Racconti nella Rete®

24° Premio letterario Racconti nella Rete 2024/2025

Premio Racconti nella Rete 2014 “Il segreto” di Francesca Berti

Categoria: Premio Racconti nella Rete 2014

“L’amicizia è un bastone da passeggio. Se inciampi, ti sostiene.”

Ada e Nina vennero a lavorare alla taverna ad un mese di distanza l’una dall’altra.

Per l’esattezza, Ada arrivò prima delle feste di Natale e Nina subito dopo.

Venivano di là dalla montagna, da due paesini diversi, ma con mentalità e bigotterie così simili, che fu facile per loro sentirsi subito sorelle.

Io lavoravo già lì, ci lavoravo fin da bambina, essendo i proprietari i miei zii, e anche perché, data la mia disgrazia (sono zoppa da quando ho avuto la poliomielite), non avrei potuto fare nient’altro.
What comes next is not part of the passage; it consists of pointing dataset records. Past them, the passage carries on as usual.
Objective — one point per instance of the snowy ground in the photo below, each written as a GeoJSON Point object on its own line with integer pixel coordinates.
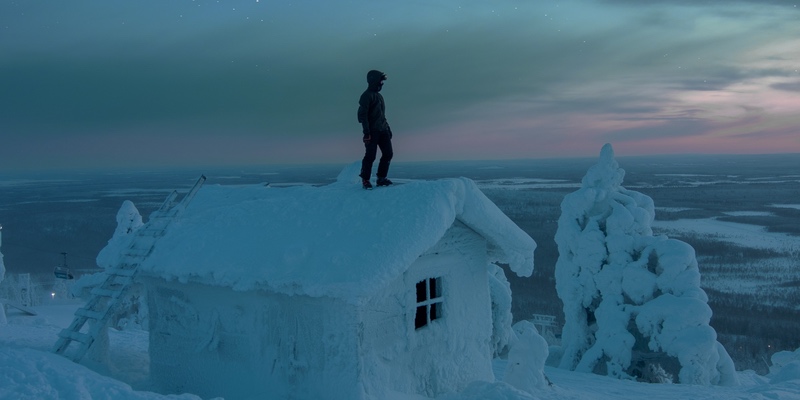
{"type": "Point", "coordinates": [28, 370]}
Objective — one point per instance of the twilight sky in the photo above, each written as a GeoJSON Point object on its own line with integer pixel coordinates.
{"type": "Point", "coordinates": [110, 83]}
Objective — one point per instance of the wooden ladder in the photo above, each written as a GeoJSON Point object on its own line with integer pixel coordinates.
{"type": "Point", "coordinates": [107, 296]}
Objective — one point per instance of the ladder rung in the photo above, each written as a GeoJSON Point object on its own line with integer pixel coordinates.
{"type": "Point", "coordinates": [96, 315]}
{"type": "Point", "coordinates": [120, 277]}
{"type": "Point", "coordinates": [105, 292]}
{"type": "Point", "coordinates": [75, 336]}
{"type": "Point", "coordinates": [122, 271]}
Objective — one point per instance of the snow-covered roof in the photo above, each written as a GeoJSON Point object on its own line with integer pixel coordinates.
{"type": "Point", "coordinates": [337, 240]}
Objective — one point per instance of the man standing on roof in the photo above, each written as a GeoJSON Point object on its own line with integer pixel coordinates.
{"type": "Point", "coordinates": [376, 130]}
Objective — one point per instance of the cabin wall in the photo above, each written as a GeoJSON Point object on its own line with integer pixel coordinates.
{"type": "Point", "coordinates": [213, 341]}
{"type": "Point", "coordinates": [449, 352]}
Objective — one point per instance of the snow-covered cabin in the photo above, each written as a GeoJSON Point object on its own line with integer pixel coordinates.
{"type": "Point", "coordinates": [328, 292]}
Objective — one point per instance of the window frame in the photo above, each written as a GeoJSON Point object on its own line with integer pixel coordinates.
{"type": "Point", "coordinates": [428, 306]}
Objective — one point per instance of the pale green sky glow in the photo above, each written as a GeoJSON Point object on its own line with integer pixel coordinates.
{"type": "Point", "coordinates": [194, 82]}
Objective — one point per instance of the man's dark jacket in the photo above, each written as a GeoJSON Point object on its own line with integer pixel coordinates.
{"type": "Point", "coordinates": [371, 107]}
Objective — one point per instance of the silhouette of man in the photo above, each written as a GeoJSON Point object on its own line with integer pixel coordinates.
{"type": "Point", "coordinates": [376, 130]}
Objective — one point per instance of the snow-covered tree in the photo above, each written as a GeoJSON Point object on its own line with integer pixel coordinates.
{"type": "Point", "coordinates": [3, 319]}
{"type": "Point", "coordinates": [131, 311]}
{"type": "Point", "coordinates": [128, 221]}
{"type": "Point", "coordinates": [633, 304]}
{"type": "Point", "coordinates": [526, 359]}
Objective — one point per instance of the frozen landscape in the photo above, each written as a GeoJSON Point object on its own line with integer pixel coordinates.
{"type": "Point", "coordinates": [754, 231]}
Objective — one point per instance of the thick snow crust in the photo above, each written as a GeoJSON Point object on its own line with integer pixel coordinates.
{"type": "Point", "coordinates": [337, 240]}
{"type": "Point", "coordinates": [632, 301]}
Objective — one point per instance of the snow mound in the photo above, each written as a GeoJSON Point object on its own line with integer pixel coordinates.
{"type": "Point", "coordinates": [33, 374]}
{"type": "Point", "coordinates": [632, 301]}
{"type": "Point", "coordinates": [337, 240]}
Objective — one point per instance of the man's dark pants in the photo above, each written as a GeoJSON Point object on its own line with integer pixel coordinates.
{"type": "Point", "coordinates": [384, 141]}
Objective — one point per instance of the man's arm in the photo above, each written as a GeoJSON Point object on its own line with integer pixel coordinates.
{"type": "Point", "coordinates": [364, 105]}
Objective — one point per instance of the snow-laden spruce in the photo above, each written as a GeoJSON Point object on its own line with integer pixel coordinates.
{"type": "Point", "coordinates": [632, 301]}
{"type": "Point", "coordinates": [3, 320]}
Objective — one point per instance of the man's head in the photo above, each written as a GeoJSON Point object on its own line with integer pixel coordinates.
{"type": "Point", "coordinates": [375, 79]}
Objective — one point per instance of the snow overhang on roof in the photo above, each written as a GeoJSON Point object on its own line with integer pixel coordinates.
{"type": "Point", "coordinates": [337, 240]}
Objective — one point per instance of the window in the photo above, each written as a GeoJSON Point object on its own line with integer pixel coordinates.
{"type": "Point", "coordinates": [429, 302]}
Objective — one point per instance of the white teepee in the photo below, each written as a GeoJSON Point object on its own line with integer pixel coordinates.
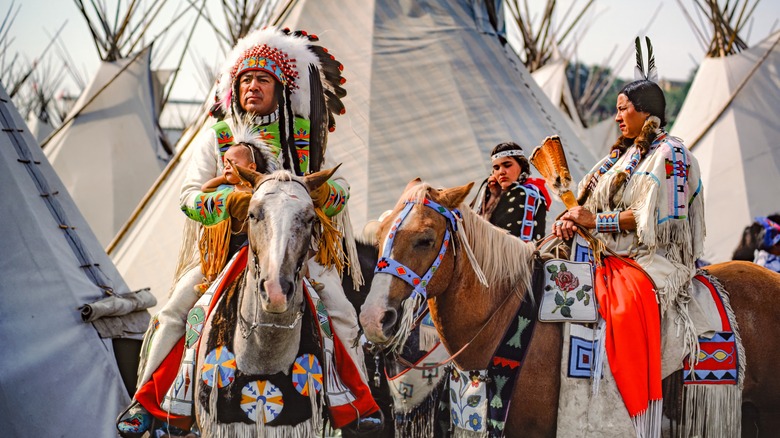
{"type": "Point", "coordinates": [431, 90]}
{"type": "Point", "coordinates": [108, 151]}
{"type": "Point", "coordinates": [729, 121]}
{"type": "Point", "coordinates": [59, 378]}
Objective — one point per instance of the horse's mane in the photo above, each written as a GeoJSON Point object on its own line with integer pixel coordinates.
{"type": "Point", "coordinates": [504, 259]}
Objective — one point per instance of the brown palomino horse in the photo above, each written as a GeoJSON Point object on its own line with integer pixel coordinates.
{"type": "Point", "coordinates": [462, 307]}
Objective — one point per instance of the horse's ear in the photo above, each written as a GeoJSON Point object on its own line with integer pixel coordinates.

Ada era alta, bruna e zingaresca, con occhi neri che pungevano, un corpo da pantera dalle forme generose, fasciate in abiti aderenti e camicette scollate, che lei regalava allo sguardo altrui con una sorta di spavalderia altera, come una regina che si lascia ammirare dai sudditi in tutto il suo splendore, ma pronta a rimettere a posto chiunque osi attentare alla sua algida maestà.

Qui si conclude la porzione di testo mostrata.